I've worked for multiple HR companies who performed studies, all of which
showed that salary isn't the highest priority on employee concerns. Yet, in my
experience, the number one reason I lose employees (or have left a job) was
money.

Also, yes, I have poached employees from competitors by simply finding out how
much they were making and offering more. You want to show me how much you are
paying your people? It will tell me either that you are not profitable (if you
are paying too much) or it will tell me the exact number I need to beat to
take your best people.

And rest assured, I WILL take your best people.

Rest assured, I HAVE had my best people taken as well.
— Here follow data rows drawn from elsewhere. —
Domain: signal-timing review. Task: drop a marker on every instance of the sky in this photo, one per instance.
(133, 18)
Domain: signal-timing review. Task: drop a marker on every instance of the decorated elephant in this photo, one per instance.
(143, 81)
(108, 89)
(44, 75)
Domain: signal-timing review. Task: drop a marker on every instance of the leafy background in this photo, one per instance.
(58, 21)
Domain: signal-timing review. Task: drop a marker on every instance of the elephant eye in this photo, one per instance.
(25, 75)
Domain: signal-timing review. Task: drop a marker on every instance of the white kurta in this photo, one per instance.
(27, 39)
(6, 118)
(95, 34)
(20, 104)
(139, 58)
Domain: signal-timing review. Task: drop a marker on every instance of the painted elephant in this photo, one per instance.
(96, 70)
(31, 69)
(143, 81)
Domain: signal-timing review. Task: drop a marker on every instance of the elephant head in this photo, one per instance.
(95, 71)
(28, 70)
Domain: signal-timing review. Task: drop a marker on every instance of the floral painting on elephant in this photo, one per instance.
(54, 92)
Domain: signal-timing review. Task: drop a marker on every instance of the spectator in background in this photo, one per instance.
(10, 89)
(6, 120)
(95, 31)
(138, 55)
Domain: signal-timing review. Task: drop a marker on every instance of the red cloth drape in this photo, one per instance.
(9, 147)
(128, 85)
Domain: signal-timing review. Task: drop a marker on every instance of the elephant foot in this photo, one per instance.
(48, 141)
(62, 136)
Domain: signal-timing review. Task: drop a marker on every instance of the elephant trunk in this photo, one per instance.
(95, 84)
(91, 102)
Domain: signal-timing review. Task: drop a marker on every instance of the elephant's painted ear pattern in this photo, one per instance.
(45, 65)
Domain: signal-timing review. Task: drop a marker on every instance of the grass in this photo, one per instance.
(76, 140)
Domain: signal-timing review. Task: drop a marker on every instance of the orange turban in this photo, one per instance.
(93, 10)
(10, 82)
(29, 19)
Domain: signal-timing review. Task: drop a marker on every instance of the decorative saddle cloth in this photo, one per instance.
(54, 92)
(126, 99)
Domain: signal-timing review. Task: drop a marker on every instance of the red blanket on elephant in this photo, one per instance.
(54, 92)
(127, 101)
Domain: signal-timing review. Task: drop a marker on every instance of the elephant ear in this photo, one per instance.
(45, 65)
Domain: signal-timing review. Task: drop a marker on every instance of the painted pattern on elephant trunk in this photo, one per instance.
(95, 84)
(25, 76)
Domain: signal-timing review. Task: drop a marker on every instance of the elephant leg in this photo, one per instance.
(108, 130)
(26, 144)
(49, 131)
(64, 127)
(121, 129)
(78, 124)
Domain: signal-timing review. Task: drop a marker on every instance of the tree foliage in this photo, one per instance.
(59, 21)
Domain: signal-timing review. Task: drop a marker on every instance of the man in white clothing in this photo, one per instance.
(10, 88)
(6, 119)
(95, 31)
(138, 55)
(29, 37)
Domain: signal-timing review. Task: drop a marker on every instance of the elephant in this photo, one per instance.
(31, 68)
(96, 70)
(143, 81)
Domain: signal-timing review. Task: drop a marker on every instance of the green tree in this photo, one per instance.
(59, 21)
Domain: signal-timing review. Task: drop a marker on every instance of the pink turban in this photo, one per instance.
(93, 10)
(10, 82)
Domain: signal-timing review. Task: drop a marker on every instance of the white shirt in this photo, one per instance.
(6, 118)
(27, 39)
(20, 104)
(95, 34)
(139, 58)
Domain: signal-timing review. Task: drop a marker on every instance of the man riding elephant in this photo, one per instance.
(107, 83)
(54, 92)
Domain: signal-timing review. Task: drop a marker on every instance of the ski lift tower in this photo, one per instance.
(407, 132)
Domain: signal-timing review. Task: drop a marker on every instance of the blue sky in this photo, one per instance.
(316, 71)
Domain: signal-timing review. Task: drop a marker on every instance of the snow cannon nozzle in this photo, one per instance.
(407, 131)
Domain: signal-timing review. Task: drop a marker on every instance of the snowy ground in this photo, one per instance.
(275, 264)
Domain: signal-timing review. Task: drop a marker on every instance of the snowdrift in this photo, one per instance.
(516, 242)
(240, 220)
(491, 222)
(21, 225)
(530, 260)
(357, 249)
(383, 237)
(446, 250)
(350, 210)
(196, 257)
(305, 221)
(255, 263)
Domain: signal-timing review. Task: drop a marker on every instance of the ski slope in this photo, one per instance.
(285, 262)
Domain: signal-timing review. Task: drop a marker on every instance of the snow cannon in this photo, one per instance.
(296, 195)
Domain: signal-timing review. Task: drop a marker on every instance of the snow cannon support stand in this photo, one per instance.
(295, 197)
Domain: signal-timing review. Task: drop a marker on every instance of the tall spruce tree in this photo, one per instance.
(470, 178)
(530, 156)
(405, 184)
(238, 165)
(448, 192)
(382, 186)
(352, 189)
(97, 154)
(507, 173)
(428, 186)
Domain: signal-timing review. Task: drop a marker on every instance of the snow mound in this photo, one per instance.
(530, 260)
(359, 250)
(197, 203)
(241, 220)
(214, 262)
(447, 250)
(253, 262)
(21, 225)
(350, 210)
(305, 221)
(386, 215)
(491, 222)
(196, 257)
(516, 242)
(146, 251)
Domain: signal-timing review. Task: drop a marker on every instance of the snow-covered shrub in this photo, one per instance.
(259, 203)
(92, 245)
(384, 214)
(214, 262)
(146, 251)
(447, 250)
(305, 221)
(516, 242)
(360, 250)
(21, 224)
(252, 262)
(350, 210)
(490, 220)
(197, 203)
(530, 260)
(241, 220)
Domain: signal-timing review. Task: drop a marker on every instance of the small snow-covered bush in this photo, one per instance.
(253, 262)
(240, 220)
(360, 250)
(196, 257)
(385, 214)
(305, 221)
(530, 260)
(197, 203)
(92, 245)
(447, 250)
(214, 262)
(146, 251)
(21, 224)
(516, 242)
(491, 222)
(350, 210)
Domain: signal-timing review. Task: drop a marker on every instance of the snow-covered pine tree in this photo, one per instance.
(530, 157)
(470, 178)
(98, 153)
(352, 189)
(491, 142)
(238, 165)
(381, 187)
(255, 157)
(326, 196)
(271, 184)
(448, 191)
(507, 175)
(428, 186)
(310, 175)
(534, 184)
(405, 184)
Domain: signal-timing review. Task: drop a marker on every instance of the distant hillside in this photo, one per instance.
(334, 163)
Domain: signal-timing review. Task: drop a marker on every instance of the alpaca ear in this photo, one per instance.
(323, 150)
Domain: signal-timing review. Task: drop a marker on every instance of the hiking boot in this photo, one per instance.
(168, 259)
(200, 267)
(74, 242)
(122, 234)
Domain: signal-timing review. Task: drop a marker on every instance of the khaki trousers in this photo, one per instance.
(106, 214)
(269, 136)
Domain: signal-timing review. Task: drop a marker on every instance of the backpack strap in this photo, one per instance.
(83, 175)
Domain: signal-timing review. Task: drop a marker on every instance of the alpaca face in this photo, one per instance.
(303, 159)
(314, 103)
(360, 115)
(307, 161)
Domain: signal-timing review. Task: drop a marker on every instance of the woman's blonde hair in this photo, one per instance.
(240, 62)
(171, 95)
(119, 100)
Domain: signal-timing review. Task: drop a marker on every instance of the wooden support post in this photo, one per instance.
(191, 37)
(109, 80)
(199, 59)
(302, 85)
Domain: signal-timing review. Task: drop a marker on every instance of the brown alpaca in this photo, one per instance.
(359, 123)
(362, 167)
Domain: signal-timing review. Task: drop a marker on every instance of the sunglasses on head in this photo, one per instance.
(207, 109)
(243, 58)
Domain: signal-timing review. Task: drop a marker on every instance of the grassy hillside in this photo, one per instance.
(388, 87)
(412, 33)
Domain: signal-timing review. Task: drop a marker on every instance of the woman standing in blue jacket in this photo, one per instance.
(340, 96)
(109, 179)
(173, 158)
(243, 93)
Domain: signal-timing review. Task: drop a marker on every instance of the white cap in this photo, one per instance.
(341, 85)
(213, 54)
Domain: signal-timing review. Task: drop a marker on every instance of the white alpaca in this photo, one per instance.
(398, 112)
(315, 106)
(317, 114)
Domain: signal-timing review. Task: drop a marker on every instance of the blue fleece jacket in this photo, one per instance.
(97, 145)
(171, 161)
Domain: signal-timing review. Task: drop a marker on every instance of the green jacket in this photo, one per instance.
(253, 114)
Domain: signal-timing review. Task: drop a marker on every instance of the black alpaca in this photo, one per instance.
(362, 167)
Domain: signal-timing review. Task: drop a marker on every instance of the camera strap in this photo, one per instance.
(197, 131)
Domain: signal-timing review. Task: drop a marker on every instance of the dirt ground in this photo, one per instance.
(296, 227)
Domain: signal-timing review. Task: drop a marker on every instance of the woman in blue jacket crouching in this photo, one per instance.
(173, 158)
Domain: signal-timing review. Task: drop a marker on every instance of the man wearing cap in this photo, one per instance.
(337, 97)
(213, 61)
Business is not a democracy. Business is a competition. It is a fight for
survival. No business is going to be so transparent to reveal enough to help
their competitors. Even those 'transparent' companies who post on blogs their
entire process? Trust me, they ain't showing you some of the most important
stuff. They are marketing to you.

I don't know how this comment will be taken on HN, but I realized some time
back that the number of people on HN who are smart is very high, but the
number of people who actually run businesses is much, much lower. So I run a
company. My comments are based on my experience.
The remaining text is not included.